4th Vice-Chancellor of Michael Okpara University of Agriculture
- In office March 1, 2011 – 2016
- Appointed by: MOUAU Governing Council
- Succeeded by: Francis Otunta

Enugu State Commissioner for Agriculture and Natural Resources
- In office 2007–2009

Personal details
- Born: Hilary Edeoga Odo November 28, 1960 (age 65) Eha Amafu, Isi Uzo, Enugu State, Nigeria
- Spouse: Georgina Bizugbe Edeoga
- Children: 3
- Alma mater: University of Port Harcourt
- Occupation: academic; researcher;

= Hilary Edeoga =

Nigerian academic (born 1960)

Hilary Edeoga Odo (born November 28, 1960) is a Nigerian academic and professor of plant taxonomy and cytogenetics. He served as the fourth substantive Vice-Chancellor of Michael Okpara University of Agriculture from 2011 to 2016.

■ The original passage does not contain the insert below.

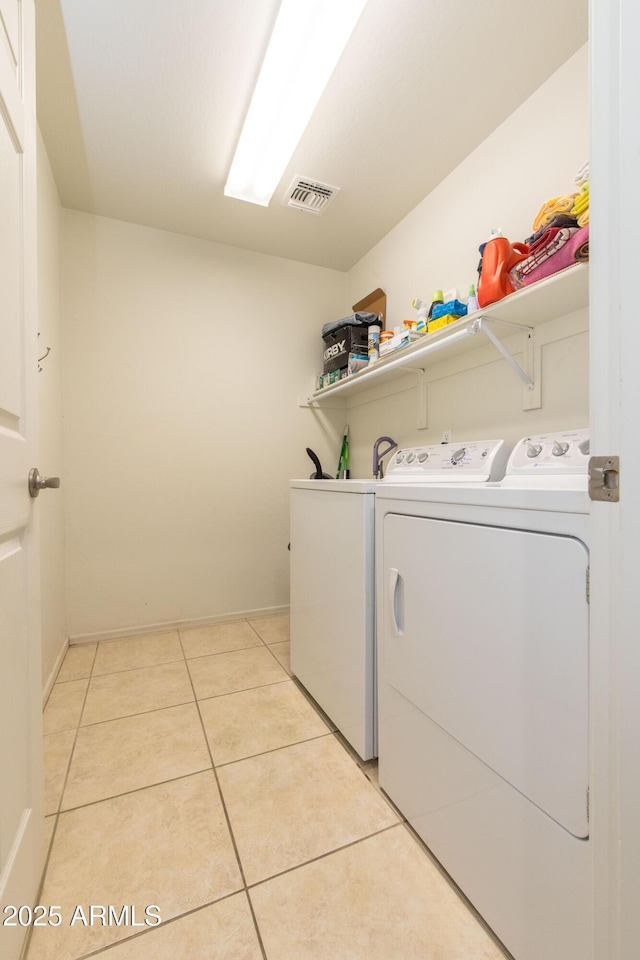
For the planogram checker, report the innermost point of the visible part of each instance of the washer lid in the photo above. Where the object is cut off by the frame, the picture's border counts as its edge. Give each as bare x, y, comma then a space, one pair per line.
335, 486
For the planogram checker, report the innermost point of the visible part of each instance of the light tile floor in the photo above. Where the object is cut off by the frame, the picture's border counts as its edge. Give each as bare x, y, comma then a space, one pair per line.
186, 770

==Early life and education==
Being born into the family of Chief and Mrs. Edeoga Ogenyi Eze in Eha Amafu, an autonomous community in Isi Uzo local government area of Enugu State, Edeoga had his secondary school education at Patrick's Secondary School (Emene High School) and Abakaliki High School, Presco respectively between 1974 and 1979. He proceeded to the University of Port Harcourt where he obtained a B.Sc. certificate in Botany in 1985, a M.Sc. certificate in 1989 and then a Ph.D. in 1991 all from the same university.

==Career==
Edeoga first worked as a senior lecturer at Bendel State University, Ekpoma from 1988 to 1999. He has served in various academic and political positions including serving as deputy vice-chancellor of Michael Okpara University of Agriculture from 2001 to 2005 and then commissioner for agriculture and natural resources in Enugu State from 2007 to 2009. On December 20, 2010, he was appointed the fourth substantive vice-chancellor of Michael Okpara University of Agriculture, a position he held till 2016. Edeoga is a member of professional bodies, including the American Society of Plant Taxonomists and the Nigerian Society for Experimental Biology.